Abstract

Incidence of rectal carcinoma has been rising in younger people in recent decades. Skeletal metastasis without other organ metastasis from primary rectal carcinoma is very rare, spine and the pelvis are the first sites of bony metastasis. Leptomeningeal Metastases (LM) is a very rare complication of solid tumour progression and its incidence in colorectal carcinoma is far less. A nineteen-year-old male presented in the OPD with rectal bleeding and low back pain with colonoscopic biopsy proving rectal carcinoma. MRI of pelvis revealed multiple osseous metastases to vertebrae and pelvic bones. After four cycles of palliative chemotherapy, he developed lower back pain. Repeat MRI revealed multiple lesions in the vertebrae and long bones for which he received palliative external beam radiation therapy (EBRT). Subsequently seven months later he developed meningeal metastases and received whole brain radiation and supportive care. LM in patients with primary colorectal cancer (CRC) remains an exceedingly rare complication of metastatic disease progression in CRC.

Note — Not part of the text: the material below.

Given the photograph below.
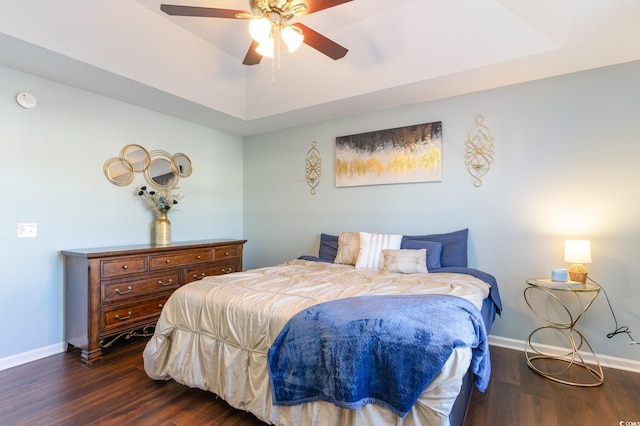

 Colorectal cancer (CRC) is the third most common cancer diagnosed in both men and women.[1] The incidence of it has been rising in young adults.[2] The common metastatic sites of CRC include the liver (57.6%), abdominal lymph nodes (48.3%), lungs (37.6%) and Peritoneum.[3,4,5] Skeletal metastasis without other organ metastasis is very rare. Bone metastasis is seen in 4.7% to 10.9% in clinical cases and often indicates advanced disease with a poor prognosis with 5-year survival rate less than 5%,[6] leading to significantly high rate of morbidity and mortality.
 Leptomeningeal Metastases (LM) or neoplastic meningitis, is an uncommon metastatic complication of solid tumour progression. Most commonly arising from breast, non-small-cell lung cancer, and melanoma with a frequency of 5% to 25%.[7] The incidence of LM in colorectal cancer (CRC) is far less than 1%.[8]
 Here we report a case of rectal carcinoma, with extensive skeletal metastases and their pattern of bone involvement, who later presented with meningeal metastases.